The policy change with the most possible impact is the enlarged public charge rule. The administration has expanded the circumstances under which immigration officials may refuse a visa or green card on the grounds that the applicant is likely to become a public charge—dependent on government aid. Opponents of the expansion contend that the new requirements are being applied in ways that go far beyond what the underlying legal standard was intended to capture, possibly encompassing applicants whose financial circumstances fall well within what prior administrations deemed acceptable or who have utilized fully permissible benefits. Although the data won’t be available for some time, it’s probable that the denial rate for applications impacted by this rule could increase dramatically over the coming months.
For many job-based applicants who have been waiting through backlogs that have lasted years or even decades, the April 2026 Visa Bulletin offers truly encouraging news. Applicants who have been waiting for a visa number to become available can now apply for an adjustment of status because the EB-2 and EB-3 categories have seen significant progress, with many priority dates becoming current. Significant changes have also been made to the F2A family preference category, which includes spouses and children of lawful permanent residents. After years of witnessing priority dates advance by weeks or months at a time, the April update marks a true turning point for those impacted by these bulletin adjustments.
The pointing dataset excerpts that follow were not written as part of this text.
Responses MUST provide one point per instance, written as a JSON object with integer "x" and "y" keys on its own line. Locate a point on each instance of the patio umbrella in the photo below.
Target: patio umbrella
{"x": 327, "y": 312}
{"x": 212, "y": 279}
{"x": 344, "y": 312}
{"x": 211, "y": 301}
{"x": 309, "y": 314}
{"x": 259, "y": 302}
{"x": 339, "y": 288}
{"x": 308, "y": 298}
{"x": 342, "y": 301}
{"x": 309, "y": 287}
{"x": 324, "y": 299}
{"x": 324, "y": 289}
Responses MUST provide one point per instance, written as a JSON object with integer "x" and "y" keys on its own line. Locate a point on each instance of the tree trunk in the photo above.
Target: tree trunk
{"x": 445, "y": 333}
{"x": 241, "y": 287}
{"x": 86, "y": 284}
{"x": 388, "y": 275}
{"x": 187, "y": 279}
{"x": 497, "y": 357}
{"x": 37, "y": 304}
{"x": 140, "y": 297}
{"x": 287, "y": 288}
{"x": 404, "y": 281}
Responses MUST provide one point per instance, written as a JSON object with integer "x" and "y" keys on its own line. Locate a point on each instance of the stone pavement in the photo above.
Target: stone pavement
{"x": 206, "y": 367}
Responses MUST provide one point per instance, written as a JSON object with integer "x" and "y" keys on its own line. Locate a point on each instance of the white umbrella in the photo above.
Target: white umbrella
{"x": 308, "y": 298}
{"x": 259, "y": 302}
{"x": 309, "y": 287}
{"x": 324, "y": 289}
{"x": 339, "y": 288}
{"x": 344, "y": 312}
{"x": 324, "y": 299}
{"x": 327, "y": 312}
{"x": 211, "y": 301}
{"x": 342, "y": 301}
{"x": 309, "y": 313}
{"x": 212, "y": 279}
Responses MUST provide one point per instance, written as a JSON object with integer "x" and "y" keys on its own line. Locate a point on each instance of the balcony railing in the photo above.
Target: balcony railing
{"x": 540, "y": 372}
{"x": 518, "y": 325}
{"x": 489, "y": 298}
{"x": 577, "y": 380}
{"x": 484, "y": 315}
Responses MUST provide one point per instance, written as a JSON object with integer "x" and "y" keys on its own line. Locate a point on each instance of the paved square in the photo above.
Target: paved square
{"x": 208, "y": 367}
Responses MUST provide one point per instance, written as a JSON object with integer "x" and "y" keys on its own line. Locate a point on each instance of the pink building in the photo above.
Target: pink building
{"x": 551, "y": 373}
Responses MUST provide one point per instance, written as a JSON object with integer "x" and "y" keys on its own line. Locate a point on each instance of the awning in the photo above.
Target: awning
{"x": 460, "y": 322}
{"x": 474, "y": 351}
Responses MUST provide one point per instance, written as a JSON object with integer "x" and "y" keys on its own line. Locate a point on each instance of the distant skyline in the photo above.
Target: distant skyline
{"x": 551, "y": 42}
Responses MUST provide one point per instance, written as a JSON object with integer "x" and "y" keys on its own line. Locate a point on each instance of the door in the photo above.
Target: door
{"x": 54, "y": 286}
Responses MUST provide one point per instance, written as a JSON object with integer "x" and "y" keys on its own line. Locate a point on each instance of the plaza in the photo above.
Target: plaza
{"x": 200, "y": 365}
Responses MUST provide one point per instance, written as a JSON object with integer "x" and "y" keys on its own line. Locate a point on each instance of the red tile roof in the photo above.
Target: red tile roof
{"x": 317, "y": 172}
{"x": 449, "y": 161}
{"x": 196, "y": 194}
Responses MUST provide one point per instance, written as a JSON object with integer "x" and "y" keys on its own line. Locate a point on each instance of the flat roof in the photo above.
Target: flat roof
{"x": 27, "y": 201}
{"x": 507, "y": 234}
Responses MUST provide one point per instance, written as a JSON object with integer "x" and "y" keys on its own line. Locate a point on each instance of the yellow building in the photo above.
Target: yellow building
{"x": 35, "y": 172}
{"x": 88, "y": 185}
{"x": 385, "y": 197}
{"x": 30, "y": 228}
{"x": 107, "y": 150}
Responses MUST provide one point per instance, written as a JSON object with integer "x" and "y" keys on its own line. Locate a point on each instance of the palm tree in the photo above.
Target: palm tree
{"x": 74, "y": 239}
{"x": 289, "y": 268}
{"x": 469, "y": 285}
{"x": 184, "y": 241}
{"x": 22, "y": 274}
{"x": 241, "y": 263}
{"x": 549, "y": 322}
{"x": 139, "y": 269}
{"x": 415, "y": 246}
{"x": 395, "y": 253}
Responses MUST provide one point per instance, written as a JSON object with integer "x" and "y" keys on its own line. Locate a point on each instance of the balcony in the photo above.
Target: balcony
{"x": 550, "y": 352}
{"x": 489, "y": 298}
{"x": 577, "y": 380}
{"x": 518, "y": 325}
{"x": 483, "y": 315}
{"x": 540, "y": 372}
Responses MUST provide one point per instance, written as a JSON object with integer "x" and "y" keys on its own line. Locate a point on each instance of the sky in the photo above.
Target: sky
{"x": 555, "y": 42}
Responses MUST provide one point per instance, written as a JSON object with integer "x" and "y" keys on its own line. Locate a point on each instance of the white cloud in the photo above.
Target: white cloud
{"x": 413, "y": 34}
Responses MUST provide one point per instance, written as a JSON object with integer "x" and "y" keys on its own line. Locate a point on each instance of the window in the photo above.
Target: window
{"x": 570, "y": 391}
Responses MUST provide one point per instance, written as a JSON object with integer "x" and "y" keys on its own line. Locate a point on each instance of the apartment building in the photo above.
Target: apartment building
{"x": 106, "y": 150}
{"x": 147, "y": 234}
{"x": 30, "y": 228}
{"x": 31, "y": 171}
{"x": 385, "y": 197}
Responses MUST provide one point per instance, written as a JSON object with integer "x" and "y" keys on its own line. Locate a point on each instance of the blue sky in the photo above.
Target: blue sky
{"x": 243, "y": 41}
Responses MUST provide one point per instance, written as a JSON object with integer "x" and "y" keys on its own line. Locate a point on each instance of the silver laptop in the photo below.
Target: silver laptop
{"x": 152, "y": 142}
Perhaps the most notable feature in the present immigration landscape is the travel warning for lawful permanent residents. Some returning LPRs have had their green cards seized by CBP at ports of entry; this would normally be seen as extremely exceptional for someone with established permanent resident status. Immigration lawyers are advised to travel abroad only with a valid, unexpired green card, to bring extra proof of U.S. links, and in certain situations, to stay away from travel altogether until the legal matter is resolved. It is hard to emphasize the significance of that advice, which is aimed at those who have had lawful permanent resident status for years.
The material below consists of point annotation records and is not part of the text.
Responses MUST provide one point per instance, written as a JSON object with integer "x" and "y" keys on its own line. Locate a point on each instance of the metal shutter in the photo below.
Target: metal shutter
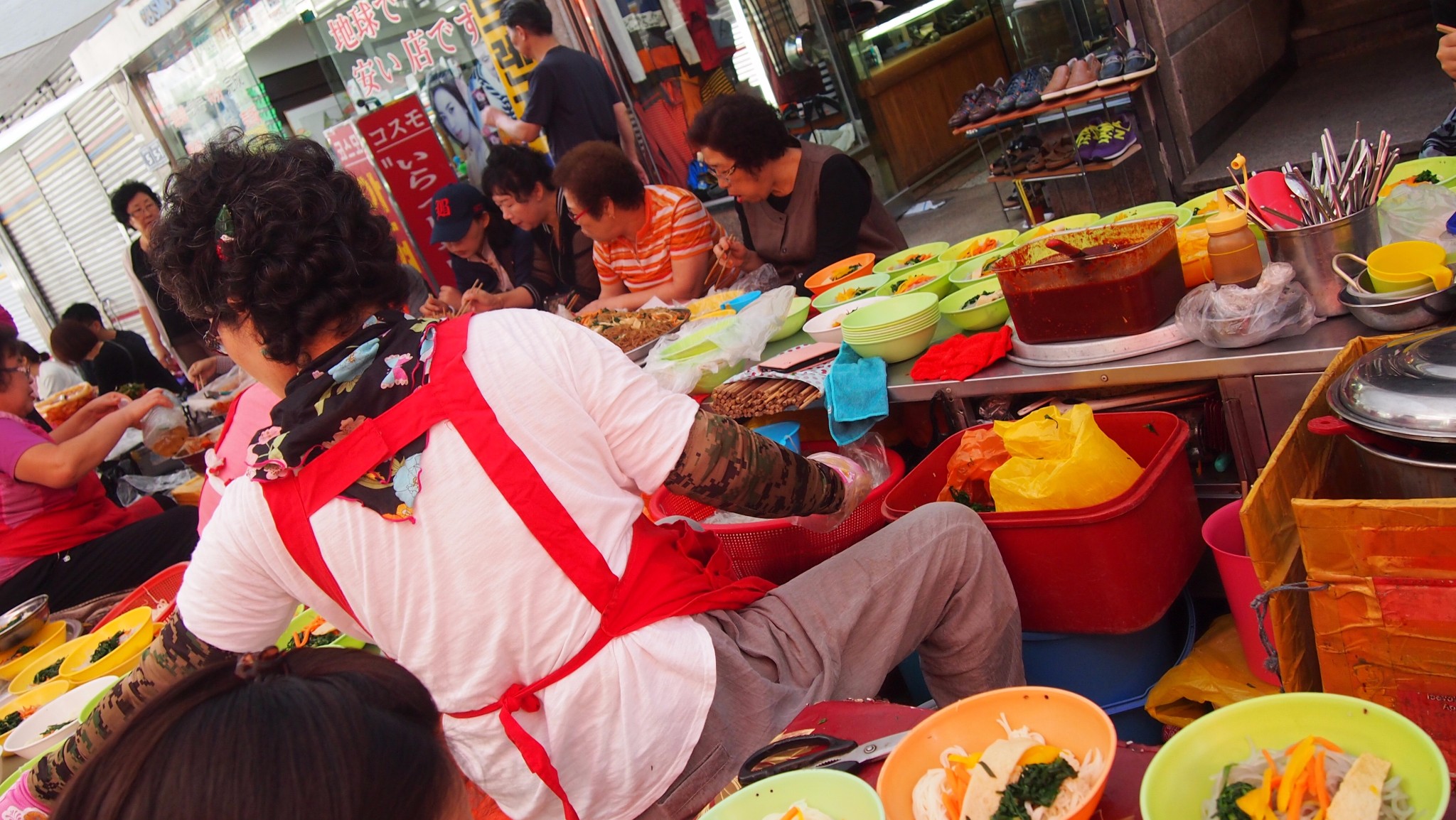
{"x": 114, "y": 152}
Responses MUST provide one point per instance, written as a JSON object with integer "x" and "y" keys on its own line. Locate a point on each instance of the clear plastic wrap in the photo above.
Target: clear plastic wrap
{"x": 1236, "y": 316}
{"x": 733, "y": 340}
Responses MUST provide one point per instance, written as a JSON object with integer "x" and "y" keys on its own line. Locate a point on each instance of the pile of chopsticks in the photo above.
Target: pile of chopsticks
{"x": 762, "y": 396}
{"x": 1336, "y": 187}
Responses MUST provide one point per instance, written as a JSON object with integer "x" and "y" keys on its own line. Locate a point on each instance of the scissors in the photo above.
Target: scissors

As these issues mount, there’s a sense that the 2026 green card system is functioning under a degree of uncertainty that the official regulations don’t adequately capture. The progress on the visa bulletin is genuine. There are actual processing pauses. The cards that were seized are authentic. They coexist in the same system at the same time, resulting in a situation where the cost of making a mistake has rarely been higher and the appropriate advise significantly depends on personal circumstances.